A verdadeira urgência do Natal

Resumindo, noite de Natal e a malta foi jantar lá a casa, afinal de contas quando tens um filho e é o seu primeiro Natal o pessoal facilita e concorda contigo em muitas coisas, desde que saias da frente que o menino é que é a estrela da companhia.

Tudo sentado à mesa, as entradas marcham a bom ritmo e a sesta de mini-cidadão cria uma expectativa ao estilo do ‘o Pai Natal de 67cms está prestes a chegar para distribuir alegria.

O problema surge quando o Pai Natal de 67cms acorda com mais de 39 de febre e tosse de fazer inveja a qualquer estivador no auge do seu catarro pujante. O problema está à vista e a solução também – casacos vestidos, tralhas parentais infanto-juvenis às costas e passagem pela sala para avisar as pessoas.
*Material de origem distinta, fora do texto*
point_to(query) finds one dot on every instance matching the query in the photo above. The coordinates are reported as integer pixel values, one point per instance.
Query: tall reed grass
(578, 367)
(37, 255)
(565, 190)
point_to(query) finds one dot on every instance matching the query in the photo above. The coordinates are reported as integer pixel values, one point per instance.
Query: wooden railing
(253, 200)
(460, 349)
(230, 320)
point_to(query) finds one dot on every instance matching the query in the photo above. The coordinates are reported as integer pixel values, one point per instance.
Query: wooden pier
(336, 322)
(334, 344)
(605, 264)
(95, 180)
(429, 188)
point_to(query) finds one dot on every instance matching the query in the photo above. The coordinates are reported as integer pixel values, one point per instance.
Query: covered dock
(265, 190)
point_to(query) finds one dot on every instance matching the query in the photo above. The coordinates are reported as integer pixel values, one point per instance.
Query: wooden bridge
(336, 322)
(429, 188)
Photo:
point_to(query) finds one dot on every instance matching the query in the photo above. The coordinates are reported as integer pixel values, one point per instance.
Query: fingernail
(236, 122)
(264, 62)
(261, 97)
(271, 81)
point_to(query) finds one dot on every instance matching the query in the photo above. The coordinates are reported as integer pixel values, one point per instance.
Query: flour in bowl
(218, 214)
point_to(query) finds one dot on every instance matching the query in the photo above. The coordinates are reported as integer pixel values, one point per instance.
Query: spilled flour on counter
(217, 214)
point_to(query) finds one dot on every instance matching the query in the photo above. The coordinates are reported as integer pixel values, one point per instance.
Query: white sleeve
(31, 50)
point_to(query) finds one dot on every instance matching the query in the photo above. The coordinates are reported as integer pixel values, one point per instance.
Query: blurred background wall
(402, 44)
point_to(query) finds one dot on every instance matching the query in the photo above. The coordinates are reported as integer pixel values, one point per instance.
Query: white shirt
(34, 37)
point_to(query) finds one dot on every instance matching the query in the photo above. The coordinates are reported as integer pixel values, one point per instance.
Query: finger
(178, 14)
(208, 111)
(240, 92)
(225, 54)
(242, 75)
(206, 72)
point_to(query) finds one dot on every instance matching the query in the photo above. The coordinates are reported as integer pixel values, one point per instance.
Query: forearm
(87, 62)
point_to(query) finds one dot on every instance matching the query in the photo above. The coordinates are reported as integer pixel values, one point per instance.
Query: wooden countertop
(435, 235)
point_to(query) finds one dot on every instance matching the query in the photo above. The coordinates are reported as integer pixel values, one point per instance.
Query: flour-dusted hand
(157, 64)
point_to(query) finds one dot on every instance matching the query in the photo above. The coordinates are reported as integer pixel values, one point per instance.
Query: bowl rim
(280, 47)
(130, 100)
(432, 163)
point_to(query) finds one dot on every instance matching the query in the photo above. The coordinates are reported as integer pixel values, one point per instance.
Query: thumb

A multidão clama:

‘Ahhhhhhhh, finalmente, O MENINO….Mas, mas, mas, onde vão?’
Explicações dadas, camarões pousados na mesa, alguma consternação e, para além de cuidar da criança, há também que prestar rápidos cuidados emocionais a alguns adultos: ‘Mais vale prevenir do que remediar…’, ‘Nesta noite também não deve haver muita gente a sair de casa…’, ‘Fiquem e comam à vontade, o bacalhau está óptimo e a mousse de manga promete. Nós também prometemos voltar’.

Não fosse o mini-cidadão parecer um pugilista grogue e teria sido engraçado o facto de sairmos de nossa casa, na noite de Natal e deixar a mesa cheia de gente.

O resto é uma história de noite de Natal em hospitais – com o lado positivo do atendimento (embora no privado) não ter corrido mal, o caso não ser extremamente grave e termos sempre o termo comparativo de ‘ah, mesmo quando está doente, o nosso filho comporta-se bem melhor que outros mini-enfermos’, exacerbando o nosso lado parental pacóvio.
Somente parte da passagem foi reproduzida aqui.